= Gawęda =

Polish literary genre

Gawęda (/pl/) is a genre of Polish oral folklore, as well as an epic literary genre of works stylized as an oral tale, characterized by freedom of composition, rich in digressions, and written in language close to colloquial language. The word literally means "oral tale".

Melchior Wańkowicz is recognized as a 20th-century representative of the gawęda style, as exemplified by his autobiographical coming of the age novel Tędy i owędy ("Here and There").

==Gawęda szlachecka==

During the Romantic period, in the first half of the 19th century, the literary genre, the "szlachta gawęda" (gawęda szlachecka) developed. It told of the lives and manners of the nobility, affirming the Sarmatian world of values. The leading author in this genre was Henryk Rzewuski (Pamiątki Soplicy—Memoirs of Soplica, 1839–41). Other authors in this line included K. Gaszyński (Kontuszowe pogadanki—Kontusz Chats), Władysław Syrokomla (Urodzony Jan Dęboróg—Jan Dęboróg), Wincenty Pol (Wieczór przy kominku—An Evening by the Fire), A. Gorczyński, K.W. Wójcicki, and Ignacy Chodźko (Pamiętniki kwestarza—Memoirs of a Collector for Charity).
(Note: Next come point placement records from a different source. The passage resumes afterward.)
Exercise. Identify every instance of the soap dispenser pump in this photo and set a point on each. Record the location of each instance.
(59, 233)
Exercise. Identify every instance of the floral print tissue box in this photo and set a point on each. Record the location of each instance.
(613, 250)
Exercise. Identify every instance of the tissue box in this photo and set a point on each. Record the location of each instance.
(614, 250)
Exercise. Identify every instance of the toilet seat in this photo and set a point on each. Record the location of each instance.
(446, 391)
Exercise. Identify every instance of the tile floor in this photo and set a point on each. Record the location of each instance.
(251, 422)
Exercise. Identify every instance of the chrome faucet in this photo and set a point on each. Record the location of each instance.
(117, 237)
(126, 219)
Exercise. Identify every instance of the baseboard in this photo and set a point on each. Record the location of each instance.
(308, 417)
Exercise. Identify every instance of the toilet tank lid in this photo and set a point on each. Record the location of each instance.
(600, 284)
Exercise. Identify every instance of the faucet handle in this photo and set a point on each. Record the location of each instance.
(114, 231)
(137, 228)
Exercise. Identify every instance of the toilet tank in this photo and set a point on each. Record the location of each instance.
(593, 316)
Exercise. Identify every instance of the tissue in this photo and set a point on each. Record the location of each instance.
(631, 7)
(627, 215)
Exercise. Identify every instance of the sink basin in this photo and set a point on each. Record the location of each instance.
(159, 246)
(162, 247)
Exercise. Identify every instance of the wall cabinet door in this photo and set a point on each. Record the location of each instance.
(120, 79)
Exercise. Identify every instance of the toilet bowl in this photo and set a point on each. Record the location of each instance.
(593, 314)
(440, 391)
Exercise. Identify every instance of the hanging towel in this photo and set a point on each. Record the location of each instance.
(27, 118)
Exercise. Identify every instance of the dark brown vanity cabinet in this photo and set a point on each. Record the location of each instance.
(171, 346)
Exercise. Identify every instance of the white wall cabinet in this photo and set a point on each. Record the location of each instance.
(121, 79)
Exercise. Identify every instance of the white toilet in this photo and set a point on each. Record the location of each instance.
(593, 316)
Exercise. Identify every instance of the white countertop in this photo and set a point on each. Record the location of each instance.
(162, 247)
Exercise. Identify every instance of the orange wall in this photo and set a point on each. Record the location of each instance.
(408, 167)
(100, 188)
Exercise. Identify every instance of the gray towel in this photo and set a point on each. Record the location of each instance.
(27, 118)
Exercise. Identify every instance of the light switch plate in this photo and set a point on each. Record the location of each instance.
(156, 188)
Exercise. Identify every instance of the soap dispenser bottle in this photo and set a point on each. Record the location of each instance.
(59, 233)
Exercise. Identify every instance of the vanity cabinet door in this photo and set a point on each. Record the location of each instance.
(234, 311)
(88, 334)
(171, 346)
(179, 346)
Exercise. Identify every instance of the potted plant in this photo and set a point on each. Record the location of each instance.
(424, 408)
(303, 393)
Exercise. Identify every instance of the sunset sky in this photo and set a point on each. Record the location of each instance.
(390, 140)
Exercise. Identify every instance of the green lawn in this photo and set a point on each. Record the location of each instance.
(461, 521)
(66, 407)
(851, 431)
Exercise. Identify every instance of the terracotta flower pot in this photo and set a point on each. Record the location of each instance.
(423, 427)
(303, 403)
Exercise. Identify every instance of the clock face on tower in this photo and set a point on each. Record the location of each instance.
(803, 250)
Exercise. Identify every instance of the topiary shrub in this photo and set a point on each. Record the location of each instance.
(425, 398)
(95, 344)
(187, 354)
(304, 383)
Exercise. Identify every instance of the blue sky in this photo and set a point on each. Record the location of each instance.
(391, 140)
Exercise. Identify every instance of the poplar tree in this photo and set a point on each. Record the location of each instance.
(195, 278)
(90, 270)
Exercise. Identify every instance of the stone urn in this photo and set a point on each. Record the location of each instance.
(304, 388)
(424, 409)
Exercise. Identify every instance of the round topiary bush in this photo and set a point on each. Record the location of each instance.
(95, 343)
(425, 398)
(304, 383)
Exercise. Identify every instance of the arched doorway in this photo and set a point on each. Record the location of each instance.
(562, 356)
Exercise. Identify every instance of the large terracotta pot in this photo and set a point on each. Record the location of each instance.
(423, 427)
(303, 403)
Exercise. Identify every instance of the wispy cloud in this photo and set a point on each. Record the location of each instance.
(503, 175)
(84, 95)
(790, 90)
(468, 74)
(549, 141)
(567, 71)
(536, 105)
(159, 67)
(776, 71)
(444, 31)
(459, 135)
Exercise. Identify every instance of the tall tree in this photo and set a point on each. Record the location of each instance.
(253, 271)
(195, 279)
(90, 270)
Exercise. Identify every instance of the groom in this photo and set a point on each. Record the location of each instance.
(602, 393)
Gawęda elements may be found in works by Adam Mickiewicz (Pan Tadeusz), Juliusz Słowacki (Preliminaria peregrynacji do Ziemi Świętej JO. księcia Radziwiłła Sierotki—Preliminaries to the Peregrination to the Holy Land of Prince Radziwiłł the Orphan), and in Henryk Sienkiewicz's Trilogy. The szlachta gawęda played a great role in the development of the Polish historical novel.